Financial institutions, particularly commercial banks will have to come out of 'T-Bills syndrome' and focus on auto financing. The condition of public transport is going from bad to worse, especially in Karachi in the absence of any financing for the public transport. Since financial institutions have burnt their fingers in the past they don't seem ready to take another chance. However, the blame must go to financial institutions which failed in mitigating the risk through acquiring comprehensive insurance of vehicles through credible insurance companies.

It is on record that with the rising prices of car acquiring some financing facility has become a must. Referring rising sale of luxury cars, some critics say Pakistanis don't suffer from any liquidity crunch. They are partly right but decline in sale of cars up to 1000cc clearly negates this point. It is also on record that auto boom in the past was driven by financing schemes offered by the financial institutions.

Yet another reason for declining car sales is the government's decision not to allow sale of factory fitted CNG kits.

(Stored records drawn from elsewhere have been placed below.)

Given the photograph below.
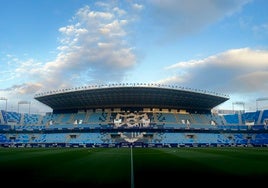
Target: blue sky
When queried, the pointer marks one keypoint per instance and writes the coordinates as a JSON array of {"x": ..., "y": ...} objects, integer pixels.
[{"x": 215, "y": 45}]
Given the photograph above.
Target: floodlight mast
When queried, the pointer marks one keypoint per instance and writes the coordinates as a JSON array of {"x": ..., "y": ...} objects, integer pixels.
[{"x": 4, "y": 99}]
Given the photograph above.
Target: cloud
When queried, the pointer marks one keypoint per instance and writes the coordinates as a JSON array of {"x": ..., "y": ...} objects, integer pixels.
[
  {"x": 179, "y": 18},
  {"x": 237, "y": 71}
]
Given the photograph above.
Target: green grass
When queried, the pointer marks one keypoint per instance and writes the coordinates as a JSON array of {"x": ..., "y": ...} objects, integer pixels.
[{"x": 111, "y": 167}]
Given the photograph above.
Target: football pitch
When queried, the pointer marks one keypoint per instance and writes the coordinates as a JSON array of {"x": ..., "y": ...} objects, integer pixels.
[{"x": 132, "y": 167}]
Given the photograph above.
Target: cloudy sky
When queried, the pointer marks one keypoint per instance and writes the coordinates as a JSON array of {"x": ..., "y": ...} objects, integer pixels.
[{"x": 215, "y": 45}]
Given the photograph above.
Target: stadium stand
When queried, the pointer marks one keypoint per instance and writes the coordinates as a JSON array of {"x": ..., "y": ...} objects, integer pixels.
[{"x": 133, "y": 116}]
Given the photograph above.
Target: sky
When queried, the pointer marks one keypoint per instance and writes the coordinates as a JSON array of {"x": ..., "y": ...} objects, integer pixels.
[{"x": 215, "y": 45}]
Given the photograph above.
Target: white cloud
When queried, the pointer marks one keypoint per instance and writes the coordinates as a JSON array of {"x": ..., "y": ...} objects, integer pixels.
[
  {"x": 178, "y": 18},
  {"x": 234, "y": 71}
]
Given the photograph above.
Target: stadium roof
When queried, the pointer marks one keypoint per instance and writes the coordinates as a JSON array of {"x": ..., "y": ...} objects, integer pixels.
[{"x": 131, "y": 96}]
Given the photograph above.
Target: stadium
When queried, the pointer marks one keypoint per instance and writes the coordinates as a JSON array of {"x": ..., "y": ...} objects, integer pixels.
[{"x": 141, "y": 119}]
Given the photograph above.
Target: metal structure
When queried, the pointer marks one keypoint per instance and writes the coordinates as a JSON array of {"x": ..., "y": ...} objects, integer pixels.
[
  {"x": 259, "y": 100},
  {"x": 130, "y": 97}
]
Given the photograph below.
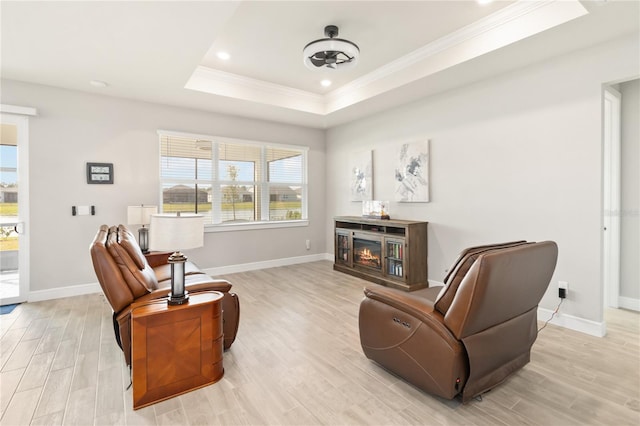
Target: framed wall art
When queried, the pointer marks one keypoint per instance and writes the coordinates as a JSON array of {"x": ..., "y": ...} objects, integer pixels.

Since petrol and CNG prices are sky rocketing some solution has to find yet another alternate fuel. For a country like Pakistan popularizing E-10 (motor gasoline blended with ethanol) offers an ideal solution. To use this fuel no additional gadgets have to be installed. Pakistan can emulate Brazilian example. The added advantage will be production of huge quantity of sugar for export, besides saving billions of dollars spent on the import of motor gasoline.

Though the suggestion may not be very pertinent for increasing sale of cars, it is necessary to emphasize removing all sorts of encroachments on roads. It has been observed that at an average travelling 25 kilometers during peak hours takes up to ninety minutes. This is not only waste on millions of man-hours on daily basis but also leads to higher fuel consumption and more pollution. Only roads have to be kept free of encroachments.

Experts say that in big cities people have started using two wheelers to save time and fuel. This may be termed 'selecting a lesser evil' because this is certainly not a prudent option. The government must think about improving quality of public transport. Instead of investing in circular railway the amount should be used to create an endowment fund from which soft-term loans should be offered to operators of public transport. To avoid turning of these borrowers delinquent, transporters should be asked to form limited companies.